First of all, what is a NDR?
A non-delivery report or NDR is a message sent by the email server that informs the sender that the delivery of the email message failed.
While there are various events that can trigger an NDR, the most common cases are when the
recipient of the message does not exist or when the destination mailbox is full.
So if I sent a message to email@example.com, from an external account, I get back a NDR.
In plain English, No user by that name, sorry, message returned.
Typically, the message is sent with the original message just below it, as if you were replying to a message….
What spammers do is this:
They spoof the FROM:, send a bunch of messages to your server to users that may or may not exist.
So what happens is, your server sees all these messages addressed to users that don’t exist.
Your server sends NDRs in response. The FROM: that was spoofed are valid email addresses.
Your server is sending “NDR spam”.
Spammers do this on purpose…. Your server sends these NDRs with the ORIGINAL message just below it.
It’s a cheap shot, I agree, but it’s a way to send spam.
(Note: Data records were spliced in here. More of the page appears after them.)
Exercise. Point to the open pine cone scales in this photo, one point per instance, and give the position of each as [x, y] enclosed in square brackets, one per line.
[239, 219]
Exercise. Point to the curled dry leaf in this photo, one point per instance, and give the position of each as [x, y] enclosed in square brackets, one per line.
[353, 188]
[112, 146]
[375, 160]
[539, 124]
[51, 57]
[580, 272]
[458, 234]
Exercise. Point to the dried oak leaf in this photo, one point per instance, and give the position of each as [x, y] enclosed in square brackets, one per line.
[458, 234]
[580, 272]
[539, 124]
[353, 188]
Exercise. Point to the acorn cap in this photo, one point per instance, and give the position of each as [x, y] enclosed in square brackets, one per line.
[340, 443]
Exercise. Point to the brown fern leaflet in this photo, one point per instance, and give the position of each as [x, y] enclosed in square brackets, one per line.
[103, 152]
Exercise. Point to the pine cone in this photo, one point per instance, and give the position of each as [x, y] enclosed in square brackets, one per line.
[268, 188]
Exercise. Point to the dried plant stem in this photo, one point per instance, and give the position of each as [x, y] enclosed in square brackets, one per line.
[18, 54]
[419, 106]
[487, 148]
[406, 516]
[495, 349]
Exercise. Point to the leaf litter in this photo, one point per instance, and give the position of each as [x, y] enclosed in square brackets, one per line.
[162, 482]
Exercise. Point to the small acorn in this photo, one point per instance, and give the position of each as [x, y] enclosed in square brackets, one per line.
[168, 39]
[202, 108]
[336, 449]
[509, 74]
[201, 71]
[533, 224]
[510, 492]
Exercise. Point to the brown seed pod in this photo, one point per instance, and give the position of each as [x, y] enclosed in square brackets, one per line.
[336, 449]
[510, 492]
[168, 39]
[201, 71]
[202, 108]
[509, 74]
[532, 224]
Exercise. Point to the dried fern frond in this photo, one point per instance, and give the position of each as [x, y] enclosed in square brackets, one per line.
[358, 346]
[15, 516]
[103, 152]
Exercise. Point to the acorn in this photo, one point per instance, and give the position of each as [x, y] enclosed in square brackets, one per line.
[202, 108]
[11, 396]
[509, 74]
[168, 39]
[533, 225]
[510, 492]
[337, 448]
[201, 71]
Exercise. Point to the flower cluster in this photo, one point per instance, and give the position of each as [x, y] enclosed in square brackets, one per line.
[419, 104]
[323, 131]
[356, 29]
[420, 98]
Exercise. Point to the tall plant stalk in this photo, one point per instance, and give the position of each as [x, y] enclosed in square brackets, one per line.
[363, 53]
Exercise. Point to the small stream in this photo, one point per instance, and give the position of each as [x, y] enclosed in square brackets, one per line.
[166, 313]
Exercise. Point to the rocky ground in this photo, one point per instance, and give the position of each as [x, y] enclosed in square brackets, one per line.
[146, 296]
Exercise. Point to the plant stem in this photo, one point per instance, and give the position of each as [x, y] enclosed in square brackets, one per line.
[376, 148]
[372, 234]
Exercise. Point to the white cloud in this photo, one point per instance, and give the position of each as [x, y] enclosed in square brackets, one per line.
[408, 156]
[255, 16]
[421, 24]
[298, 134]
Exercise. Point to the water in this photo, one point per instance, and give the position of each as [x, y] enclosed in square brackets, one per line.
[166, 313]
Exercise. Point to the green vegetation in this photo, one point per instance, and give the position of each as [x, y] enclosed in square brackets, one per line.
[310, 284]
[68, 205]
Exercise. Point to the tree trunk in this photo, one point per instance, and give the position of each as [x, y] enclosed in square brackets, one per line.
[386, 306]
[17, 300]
Throw a thousand messages at firstname.lastname@example.org, each with a different FROM: addresss, and your server is sending tons of NDR spam.
What if the FROM: address is totally bogus, like ramdomly generated domains.
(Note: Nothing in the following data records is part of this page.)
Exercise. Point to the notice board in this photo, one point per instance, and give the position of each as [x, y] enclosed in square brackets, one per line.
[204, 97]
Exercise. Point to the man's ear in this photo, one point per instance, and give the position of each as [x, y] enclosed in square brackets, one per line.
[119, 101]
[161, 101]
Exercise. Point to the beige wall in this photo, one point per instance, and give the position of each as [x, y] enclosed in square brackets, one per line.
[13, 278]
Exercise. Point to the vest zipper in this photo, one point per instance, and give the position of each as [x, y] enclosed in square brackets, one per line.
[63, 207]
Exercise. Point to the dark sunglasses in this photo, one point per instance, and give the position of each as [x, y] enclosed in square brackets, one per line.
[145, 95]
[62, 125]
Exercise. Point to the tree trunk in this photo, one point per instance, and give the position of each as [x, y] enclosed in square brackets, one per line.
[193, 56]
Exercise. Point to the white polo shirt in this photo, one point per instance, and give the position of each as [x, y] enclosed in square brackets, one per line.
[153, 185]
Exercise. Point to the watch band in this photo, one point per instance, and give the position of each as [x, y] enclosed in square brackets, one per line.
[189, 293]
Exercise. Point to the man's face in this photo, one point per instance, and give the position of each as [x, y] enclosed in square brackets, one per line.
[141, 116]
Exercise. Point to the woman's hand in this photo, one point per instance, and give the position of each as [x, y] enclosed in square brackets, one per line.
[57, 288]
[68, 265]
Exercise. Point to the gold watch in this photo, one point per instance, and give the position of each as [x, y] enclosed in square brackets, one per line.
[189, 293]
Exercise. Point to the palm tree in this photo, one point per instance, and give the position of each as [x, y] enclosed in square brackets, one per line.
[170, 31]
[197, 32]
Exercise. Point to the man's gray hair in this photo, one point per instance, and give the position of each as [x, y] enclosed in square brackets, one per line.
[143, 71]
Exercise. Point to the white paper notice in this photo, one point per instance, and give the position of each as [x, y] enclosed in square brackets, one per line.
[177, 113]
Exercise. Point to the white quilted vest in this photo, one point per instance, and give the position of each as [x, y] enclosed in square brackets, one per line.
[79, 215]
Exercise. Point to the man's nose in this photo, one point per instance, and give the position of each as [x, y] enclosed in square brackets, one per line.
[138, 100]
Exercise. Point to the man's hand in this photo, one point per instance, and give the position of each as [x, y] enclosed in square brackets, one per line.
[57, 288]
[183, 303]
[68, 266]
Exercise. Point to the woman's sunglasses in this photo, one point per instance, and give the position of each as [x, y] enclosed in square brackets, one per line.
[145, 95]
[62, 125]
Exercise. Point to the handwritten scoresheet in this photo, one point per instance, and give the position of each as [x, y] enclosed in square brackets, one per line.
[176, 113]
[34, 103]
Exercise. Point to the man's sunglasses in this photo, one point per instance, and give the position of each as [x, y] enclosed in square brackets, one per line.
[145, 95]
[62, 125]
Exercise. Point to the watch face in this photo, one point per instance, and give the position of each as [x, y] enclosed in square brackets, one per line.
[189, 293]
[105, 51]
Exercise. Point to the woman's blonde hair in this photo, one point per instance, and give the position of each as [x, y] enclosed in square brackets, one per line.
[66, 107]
Your server will try to send NDRs to domains that have no MX (receiving mail servers) records.
This screenshot of the outbound queue viewer below is what you will see.
The FROM address of <> is the server way of saying it’s a NDR.
And you will see your server making some communication with odd domains
What can you do?
If your anti-spam device is an appliance, you can, if the appliance supports it, perform an LDAP lookup of the user.
So the appliance does an ldap lookup, if the user exists, then send it, if not, send an NDR or drop the message completely.
Microsoft says that you can install the Anti-spam agents on the exchange server.
This is normally found on the edge server, but can be installed on any HUB transport server.
Then enable the Recipient Filtering.
But I found that this still creates NDRs…. Not a bounce.
So that installation work was kinda worthless, but what the heck, now you know how to install the antispam piece on exchange.
And the verification comes when postini is done, and tries to deliver it to the exchange server.
Some NDRs are good, say you send accidently type the address incorrectly when you send a message, you want the server to notify you that “there’s no user here”.
In this case, the exchange server sends it from postmaster@, and it’s a 5.1.1, and the erros is Recipient not found.
So, it looks like this, and is generated at the Exchange server
If you have all your users setup in Postini, the aliases, and the groups that are allowed incoming from the internet, you can turn this setting on
I like this better because it tells the sending server “no user found” and doesn’t even accept the message.
The details are seen here when you click on the “General Settings” icon
Then the bounce message looks like this, and is generated from the sending server, ours.
This prevents NDR spam.
This error occurs when PDS’s sending side tries to send mail to Postini (masters’s mx record).
During the smtp communication, the “no such user” occurs and the bounce occurs.
Notice that the response here is 5.0.0, not 5.1.1 as seen above
So to summarize, to reduce/eliminate NDR spam, have the first receiving device (the anti-spam appliance / service) verify the user exists before sending it onward.
That way, the receiving server can tell the sending server “no such user” and reject it at that point. The NDR is generated at the sending side.